Crabs are not an endangered or threatened species, so what’s the issue?

Scientists have estimated that a derelict crab pot can impact up to 30 square feet of the sea floor around it, depending on where the pot landed.

For example, a pot digging out cavities in the sea floor can damage eelgrass beds.

“If you think about 12,000 pots sitting out there every year, and you add that up, the numbers are pretty alarming in terms of the kind of impact they are having on marine habitat,” Drinkwin said.

Research by the Northwest Straits Foundation has found a variety of reasons why pots are left behind.

Lines attached to the pots can be cut by boats, a problem exacerbated when people place pots in heavily used waterways.

Badly tied knots can come undone.

Pots are left in water that’s too deep for the line.

And sometimes, even sabotage among competing fishermen is a cause.

“We see people putting their pots in the middle of ferry lanes.

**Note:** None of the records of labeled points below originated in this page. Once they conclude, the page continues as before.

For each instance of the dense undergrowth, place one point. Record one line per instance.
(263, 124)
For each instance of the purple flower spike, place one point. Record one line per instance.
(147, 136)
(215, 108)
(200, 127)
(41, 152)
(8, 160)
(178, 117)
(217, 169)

And obviously that’s a terrible place to put your pot,” Drinkwin said.

After using sonar to pinpoint crab pots on the sea floor, a diver plunges into the cold, dark Puget Sound waters using a rope with a weight thrown near the pot as a guide.

Once the pot is found, it’s tied to the rope and reeled in.

The team uses divers in an attempt to minimize the impact on the sea floor.

In a 2010 trip to Boundary Bay near the U.S.-Canada border, the team found more than 1,000 pots in a 6-square-mile area.

“When the divers went down to remove them, they tripped over the pots,” Drinkwin said.

More than 336,000 animals from more than 240 species have been found in derelict fishing nets and crab pots, according to the foundation.

The nets have killed porpoise, sea lions, chinook and many more species, she said.

Since 2002, the Northwest Strait Foundation teams have removed 4,700 nets and 3,400 crab pots from the Puget Sound.

The law now requires fishing vessels to report a lost net, and there’s no penalty.

Crabbing is relatively easy and accessible, but that also leads to people setting up pots without knowing how to do it well.

Drinkwin and her teams can’t pick up every crab pot left behind. So they’ve been focusing on areas with high concentrations of pots.

“We recognized that what really needs to happen is a combined approach that includes some targeted removals in areas where the concentrations of derelict crab pots may be having an ecological impact in the area,” Drinkwin said.

That is combined “with really aggressive prevention campaigns that will educate crabbers how not to lose their pots,” she added.

“Also, we want to work more to making sure that crab pots used in Puget Sound have appropriate escape mechanisms.”